LAMPUNG – Pertemuan antara Panitia Khusus (Pansus) DPRD Provinsi Lampung untuk pembebasan lahan di Kelurahan Waydadi Kecamatan Sukarame Bandarlampung, dengan Badan Pertanahan Nasional (BPN) Provinsi dan Kota Bandarlampung, gagal digelar.
Pasalnya, masing-masing kepala BPN baik kota maupun provinsi, tidak hadir dalam jadwal hearing yang digelar di ruang rapat Komisi DPRD Provinsi Lampung, kemarin (13/8). Disebut-sebut, ketidakhadiran mereka karena menyangkut informasi banyak beredarnya sertifikat asli tapi palsu (aspal) yang beredar di warga Waydadi.
“Pertemuan dengan pihak BPN terpaksa kami gagalkan karena dari pihak BPN hanya mengirimkan perwakilannya saja. Kalau wakilnya kan nggak bisa mengambil keputusan, jadi yang kami butuhkan adalah kepala BPN-nya yang bisa mengambil keputusan,” tegas Ketua Pansus Pembebasan Lahan Waydadi Hartarto Lojaya.
Ia pun menduga, para kepala BPN itu enggan datang dikarenakan takut ditanyakan perihal banyaknya sertifikat aspal yang dimiliki oleh warga yang mendiami lahan milik pemerintah tersebut. “Sepertinya sih BPN takut ditanyakan, kenapa banyak sertifikat yang dimiliki warga, padahal lahan tersebut kan milik pemerintah,” duga Hartarto.

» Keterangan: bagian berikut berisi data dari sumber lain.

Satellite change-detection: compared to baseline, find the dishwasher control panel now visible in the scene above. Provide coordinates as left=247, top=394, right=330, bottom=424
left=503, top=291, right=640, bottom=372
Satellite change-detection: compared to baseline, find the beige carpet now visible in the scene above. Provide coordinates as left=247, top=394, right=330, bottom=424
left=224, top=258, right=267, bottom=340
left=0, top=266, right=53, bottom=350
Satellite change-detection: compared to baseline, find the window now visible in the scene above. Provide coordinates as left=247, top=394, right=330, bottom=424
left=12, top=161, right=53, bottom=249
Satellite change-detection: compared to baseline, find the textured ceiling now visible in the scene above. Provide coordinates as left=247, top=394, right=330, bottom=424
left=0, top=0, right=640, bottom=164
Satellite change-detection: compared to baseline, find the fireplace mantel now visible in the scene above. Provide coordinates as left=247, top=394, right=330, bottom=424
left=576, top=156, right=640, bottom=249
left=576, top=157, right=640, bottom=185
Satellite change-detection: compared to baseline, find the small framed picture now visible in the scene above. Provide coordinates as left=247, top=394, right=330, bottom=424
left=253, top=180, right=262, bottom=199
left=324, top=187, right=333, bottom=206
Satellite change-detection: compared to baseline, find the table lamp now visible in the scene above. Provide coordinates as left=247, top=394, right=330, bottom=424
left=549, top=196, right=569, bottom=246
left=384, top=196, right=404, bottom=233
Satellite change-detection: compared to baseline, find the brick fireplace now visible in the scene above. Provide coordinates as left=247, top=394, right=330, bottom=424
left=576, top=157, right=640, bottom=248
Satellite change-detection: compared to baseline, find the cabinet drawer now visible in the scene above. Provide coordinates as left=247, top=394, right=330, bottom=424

Dari penelusuran koran ini, memang banyak terjadi transaksi jual beli lahan di Waydadi. Dimana kisaran harga tanah mencapai Rp300 ribu hingga Rp500 ribu per meternya. Jual beli itu juga dilengkapi dengan sertifikat atau surat keterangan tanah yang diduga aspal.
Sementara, Wakil Ketua Pansus Waydadi Watoni Nurdin mengatakan, hari ini (14/8) pihaknya telah menjadwalkan kembali pertemuan dengan aparatur kecamatan dan kelurahan setempat termasuk juga dari perwakilan warga Waydadi.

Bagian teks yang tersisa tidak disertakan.